Key modules were analyzed for KEGG pathway enrichment and visualized. The KEGG path enrichment analysis is realized by a clusterProfiler program package in the R language, and the visualization of the enrichment analysis result is also realized by using a ggplot2 program package in the R language.
And respectively comparing the module division and the KEGG channel enrichment analysis results of the networks established by the three groups of differentially expressed proteins in a union set, and the module division and the KEGG channel enrichment analysis results of the networks established by the three groups of differentially expressed proteins in a separated manner to determine the functions of the important modules and screen out the important modules with the same functions in the important modules. The important modules with the same functions are finally determined to comprise: modules associated with DNA damage repair: FN group differential expression protein constructed network module 2 and three groups differential expression protein and integrated constructed network module 9; modules related to energy metabolism and neurodegenerative diseases (aging): a module 3 of a network built by CN group differential expression proteins and a module 12 of a network built by a union set of three groups of differential expression proteins; modules associated with heat shock proteins but of unknown function: FN group differential expression protein constructed network module 6 and three groups differential expression protein and integrated constructed network module 2; ribosome-associated but functionally unknown modules: CN group differential expression protein module 1 and three groups of differential expression protein modules 23.

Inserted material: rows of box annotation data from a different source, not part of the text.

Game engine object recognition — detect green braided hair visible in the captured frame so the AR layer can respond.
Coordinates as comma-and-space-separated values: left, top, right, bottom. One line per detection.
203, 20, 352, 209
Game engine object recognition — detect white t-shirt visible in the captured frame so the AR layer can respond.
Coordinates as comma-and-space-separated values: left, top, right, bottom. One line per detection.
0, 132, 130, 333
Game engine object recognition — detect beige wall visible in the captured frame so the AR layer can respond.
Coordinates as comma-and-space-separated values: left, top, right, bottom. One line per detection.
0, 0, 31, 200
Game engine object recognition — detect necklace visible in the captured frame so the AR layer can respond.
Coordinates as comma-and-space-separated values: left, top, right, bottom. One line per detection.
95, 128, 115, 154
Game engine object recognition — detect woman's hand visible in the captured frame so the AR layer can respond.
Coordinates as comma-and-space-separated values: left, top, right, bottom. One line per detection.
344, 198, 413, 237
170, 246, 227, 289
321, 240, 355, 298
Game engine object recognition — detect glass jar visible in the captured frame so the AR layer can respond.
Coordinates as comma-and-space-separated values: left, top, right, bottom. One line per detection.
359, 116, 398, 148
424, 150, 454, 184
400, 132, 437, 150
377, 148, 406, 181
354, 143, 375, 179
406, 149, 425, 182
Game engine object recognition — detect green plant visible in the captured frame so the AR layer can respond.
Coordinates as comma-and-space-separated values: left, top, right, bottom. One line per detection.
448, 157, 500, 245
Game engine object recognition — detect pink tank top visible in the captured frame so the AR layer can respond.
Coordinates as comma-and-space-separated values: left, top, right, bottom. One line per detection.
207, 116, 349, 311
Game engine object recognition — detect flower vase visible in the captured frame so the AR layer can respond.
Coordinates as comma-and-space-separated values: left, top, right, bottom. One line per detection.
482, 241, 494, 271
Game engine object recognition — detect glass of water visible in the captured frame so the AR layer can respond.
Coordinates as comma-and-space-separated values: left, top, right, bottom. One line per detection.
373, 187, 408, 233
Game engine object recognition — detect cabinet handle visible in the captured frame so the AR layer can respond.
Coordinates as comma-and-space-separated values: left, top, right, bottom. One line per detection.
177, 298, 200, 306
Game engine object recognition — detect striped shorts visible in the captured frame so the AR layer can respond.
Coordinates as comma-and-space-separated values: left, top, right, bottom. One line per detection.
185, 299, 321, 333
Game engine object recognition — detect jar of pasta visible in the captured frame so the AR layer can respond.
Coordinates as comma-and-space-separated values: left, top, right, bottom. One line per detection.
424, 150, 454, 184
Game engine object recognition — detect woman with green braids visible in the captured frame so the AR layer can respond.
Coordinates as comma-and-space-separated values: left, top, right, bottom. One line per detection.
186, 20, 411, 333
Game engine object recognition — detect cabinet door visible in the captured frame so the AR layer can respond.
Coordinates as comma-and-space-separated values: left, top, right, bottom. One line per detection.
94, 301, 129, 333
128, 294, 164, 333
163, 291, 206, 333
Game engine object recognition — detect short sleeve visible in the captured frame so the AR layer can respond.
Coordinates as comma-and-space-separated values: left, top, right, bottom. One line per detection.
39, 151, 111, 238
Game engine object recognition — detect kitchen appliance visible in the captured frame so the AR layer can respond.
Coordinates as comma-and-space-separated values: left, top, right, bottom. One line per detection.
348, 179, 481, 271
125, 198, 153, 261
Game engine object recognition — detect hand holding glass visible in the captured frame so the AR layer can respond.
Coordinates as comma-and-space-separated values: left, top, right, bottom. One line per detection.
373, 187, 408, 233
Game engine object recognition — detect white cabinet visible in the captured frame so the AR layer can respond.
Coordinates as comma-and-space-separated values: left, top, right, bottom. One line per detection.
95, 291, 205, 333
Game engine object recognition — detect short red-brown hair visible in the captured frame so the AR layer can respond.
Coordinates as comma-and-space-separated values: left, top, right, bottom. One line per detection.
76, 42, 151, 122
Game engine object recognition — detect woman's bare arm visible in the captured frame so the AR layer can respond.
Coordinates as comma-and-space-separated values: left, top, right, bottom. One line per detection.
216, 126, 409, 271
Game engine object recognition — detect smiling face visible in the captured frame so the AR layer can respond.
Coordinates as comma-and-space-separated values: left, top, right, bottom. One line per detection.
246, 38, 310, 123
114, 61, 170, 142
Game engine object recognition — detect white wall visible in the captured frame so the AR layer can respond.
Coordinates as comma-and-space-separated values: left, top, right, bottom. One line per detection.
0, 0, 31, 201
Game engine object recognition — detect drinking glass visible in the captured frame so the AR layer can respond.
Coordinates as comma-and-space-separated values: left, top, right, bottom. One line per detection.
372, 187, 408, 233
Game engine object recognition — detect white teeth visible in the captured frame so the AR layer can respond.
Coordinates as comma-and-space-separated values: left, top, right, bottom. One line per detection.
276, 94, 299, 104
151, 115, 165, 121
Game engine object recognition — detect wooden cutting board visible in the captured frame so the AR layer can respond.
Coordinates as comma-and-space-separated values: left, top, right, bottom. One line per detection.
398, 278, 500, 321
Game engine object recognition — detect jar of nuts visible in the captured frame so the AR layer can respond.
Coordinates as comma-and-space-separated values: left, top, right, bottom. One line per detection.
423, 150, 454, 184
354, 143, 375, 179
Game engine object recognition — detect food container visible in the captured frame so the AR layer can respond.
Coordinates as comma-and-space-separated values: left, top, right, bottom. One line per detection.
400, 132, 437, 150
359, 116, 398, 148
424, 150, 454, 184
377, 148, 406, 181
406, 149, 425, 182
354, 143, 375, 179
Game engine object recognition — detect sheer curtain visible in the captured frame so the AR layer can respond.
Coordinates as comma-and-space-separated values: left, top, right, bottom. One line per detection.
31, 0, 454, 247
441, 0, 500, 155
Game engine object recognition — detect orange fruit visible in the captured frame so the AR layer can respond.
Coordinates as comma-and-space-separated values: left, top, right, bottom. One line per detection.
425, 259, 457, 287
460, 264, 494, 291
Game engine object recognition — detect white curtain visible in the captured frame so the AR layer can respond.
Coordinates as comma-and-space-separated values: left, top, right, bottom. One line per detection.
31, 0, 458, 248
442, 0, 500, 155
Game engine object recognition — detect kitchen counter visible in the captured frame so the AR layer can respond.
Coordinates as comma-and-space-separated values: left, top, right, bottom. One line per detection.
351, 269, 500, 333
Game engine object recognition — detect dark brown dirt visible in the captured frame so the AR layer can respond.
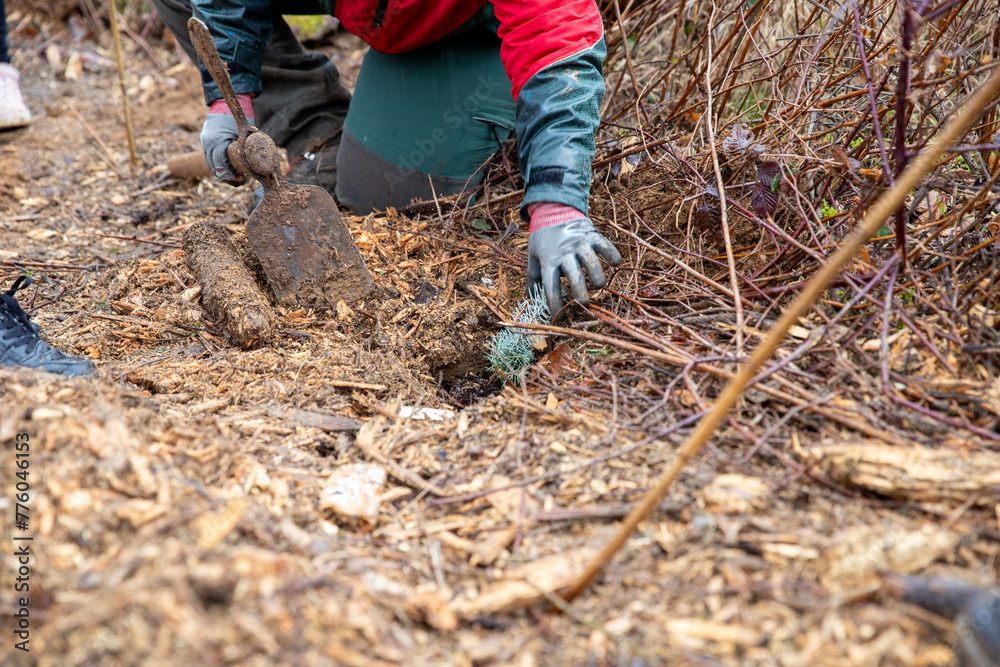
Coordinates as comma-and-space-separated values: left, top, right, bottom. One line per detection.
247, 181, 374, 309
184, 222, 274, 349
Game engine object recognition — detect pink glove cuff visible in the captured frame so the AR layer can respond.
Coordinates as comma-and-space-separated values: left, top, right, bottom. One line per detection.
208, 93, 257, 118
528, 202, 587, 233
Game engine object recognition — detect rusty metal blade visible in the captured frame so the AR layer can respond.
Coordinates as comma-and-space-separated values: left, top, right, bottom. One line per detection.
247, 180, 375, 308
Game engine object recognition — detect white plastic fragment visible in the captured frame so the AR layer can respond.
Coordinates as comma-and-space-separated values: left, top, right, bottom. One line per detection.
399, 405, 455, 422
319, 463, 386, 526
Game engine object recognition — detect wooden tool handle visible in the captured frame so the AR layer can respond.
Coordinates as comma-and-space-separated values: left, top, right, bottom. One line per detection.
188, 16, 250, 142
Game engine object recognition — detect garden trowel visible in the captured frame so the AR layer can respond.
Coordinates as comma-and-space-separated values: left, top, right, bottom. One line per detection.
188, 18, 375, 308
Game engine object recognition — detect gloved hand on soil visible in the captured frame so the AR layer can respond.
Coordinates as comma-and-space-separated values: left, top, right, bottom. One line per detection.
528, 202, 622, 320
201, 93, 257, 185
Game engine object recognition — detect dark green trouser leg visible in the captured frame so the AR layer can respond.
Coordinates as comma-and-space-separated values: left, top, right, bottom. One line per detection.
153, 0, 351, 190
337, 20, 514, 214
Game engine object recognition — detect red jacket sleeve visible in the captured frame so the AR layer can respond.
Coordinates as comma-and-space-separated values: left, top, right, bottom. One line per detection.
493, 0, 604, 100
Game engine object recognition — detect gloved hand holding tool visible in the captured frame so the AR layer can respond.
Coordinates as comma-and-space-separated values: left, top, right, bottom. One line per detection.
528, 202, 622, 320
201, 94, 257, 185
187, 17, 375, 308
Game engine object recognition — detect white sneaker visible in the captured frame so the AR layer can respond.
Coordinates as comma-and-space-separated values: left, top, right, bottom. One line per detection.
0, 63, 31, 130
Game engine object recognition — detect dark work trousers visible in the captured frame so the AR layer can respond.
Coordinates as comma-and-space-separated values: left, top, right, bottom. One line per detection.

And performing gene ontology function enrichment analysis on the module of which the function cannot be determined only through KEGG channel enrichment analysis, and checking a Biological Process (BP) to assist in determining the function of the module. The gene ontology functional enrichment analysis was done by clusterProfiler package. This is not required if module function can be determined by KEGG pathway enrichment analysis alone. Gene ontology function enrichment analysis is performed on modules related to heat shock proteins but with unknown functions and modules related to ribosomes but with unknown functions, and the modules related to heat shock proteins are found to function as protein folds, while the modules related to ribosomes function as mitochondrial gene expression and maintenance.
PPI (protein interaction) between functionally identical important modules was obtained and visualized. The interaction between the important modules with the same function in the networks established by the three groups of differential expression proteins and the important modules with the same function in the FN group and CN group networks is extracted by using python, and then the result is visualized by using Cytoscape. In a network established by three groups of different expression protein union sets, 5 PPI intersections exist between a DNA damage repair module and an aging module, 26 PPI intersections exist between the DNA damage repair module and a protein folding module, 1 PPI intersection exists between the DNA damage repair module and a mitochondrial gene expression module, 12 PPI intersections exist between the aging module and the protein folding module, 6 PPI intersections exist between the aging module and the mitochondrial gene expression module, and 1 PPI intersection exists between the protein folding module and the mitochondrial gene expression module. In the network constructed by differential expression of proteins in the FN group, there were 25 PPI intersections between the DNA damage repair module and the protein folding module. In the network constructed by the CN group differential expression protein, 8 PPI intersections exist between the senescence module and the mitochondrial gene expression module.
And screening the differential expression proteins in the important modules by three standards of node degrees of the proteins in the built network, the number of enrichment channels and the signal transduction capability of edges to determine the relatively more important differential expression proteins. The number of enrichment paths comprises the number of simple paths and the number of paths related to module functions, and the number is obtained by extracting a result file of KEGG enrichment analysis through python programming; the signaling capability of the edge is defined by the TFCs function in the R language package ne. It is found that in a network built by three groups of differentially expressed proteins, 1 relatively more important differentially expressed protein exists in a DNA damage repair module, 9 relatively more important differentially expressed proteins exist in an aging module, 4 relatively more important differentially expressed proteins exist in a protein folding module, and 5 relatively more important differentially expressed proteins exist in a mitochondrial gene expression module. In the network established by the FN group differential expression proteins, 2 relatively more important proteins exist in the DNA damage repair module, and 4 relatively more important differential expression proteins exist in the protein folding module. In the network established by the CN group differential expression proteins, 5 relatively more important differential expression proteins exist in the senescence module, and 5 relatively more important differential expression proteins exist in the mitochondrial gene expression module.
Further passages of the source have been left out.